By Robert Frank
Following my first sabbatical—a two-year stint as a federal bureaucrat in Washington, DC—I resumed my teaching duties in Cornell’s department of economics in the fall of 1980. Shortly thereafter, I met Richard Thaler, who had started teaching economics in the university’s business school while I‘d been away. Over the next several years, he and I spent long hours in conversation about how our own observations of people’s behavior were often strikingly at odds with the predictions of standard economic theory.
Thaler had spent his own recent first sabbatical working with the Israeli psychologists Daniel Kahneman and Amos Tversky, both renowned for their pioneering work on systematic cognitive errors. Thaler’s 1980 article, “Toward a Positive Theory of Consumer Choice,”1 which drew on that work, is now widely viewed as the paper that launched behavioral economics, a vibrant new field that has focused largely on the intersection of cognitive psychology and economics. In October of 2017, Thaler was awarded the Nobel Prize in economics in recognition of that work.
In 1983, I taught the first undergraduate course ever offered in behavioral economics. Because few students had ever heard the term, my first challenge was to come up with a course title that might lure some to enroll. In the end, I decided to call it “Departures from Rational Choice” (a decision I later regretted, because it triggered fruitless debates over the meaning of rationality). Naturally, there was no standard syllabus then. After much deliberation, I decided to cover material under two broad headings: “Departures from Rational Choice with Regret,” and “Departures from Rational Choice without Regret.”

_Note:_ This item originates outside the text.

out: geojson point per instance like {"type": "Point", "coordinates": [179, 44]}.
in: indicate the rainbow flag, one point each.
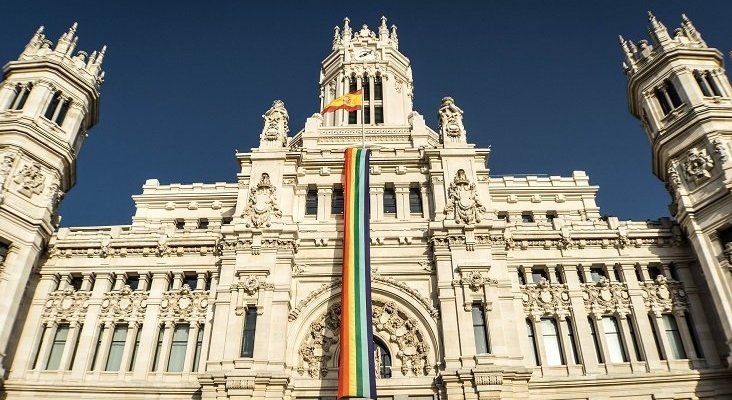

Under the first heading, I listed studies that document the many systematic cognitive errors to which most of us are prone. For example, although standard rational choice models say that people will ignore sunk costs (costs that are beyond recovery at the moment of decision), such costs often influence choices in conspicuous ways. In one of Thaler’s celebrated examples, you’re about to depart for a sporting event at an arena 50 miles away when an unexpectedly heavy snowstorm begins. If your ticket is nonrefundable, your decision of whether to stay home should not be influenced by the amount you paid for it. Yet a fan who paid $100 for his ticket is significantly more likely to make the dangerous drive than an equally avid fan who happened to receive his ticket for free. The first fan is probably guilty of a cognitive error. People typically seem to regret making such errors once they become aware of them.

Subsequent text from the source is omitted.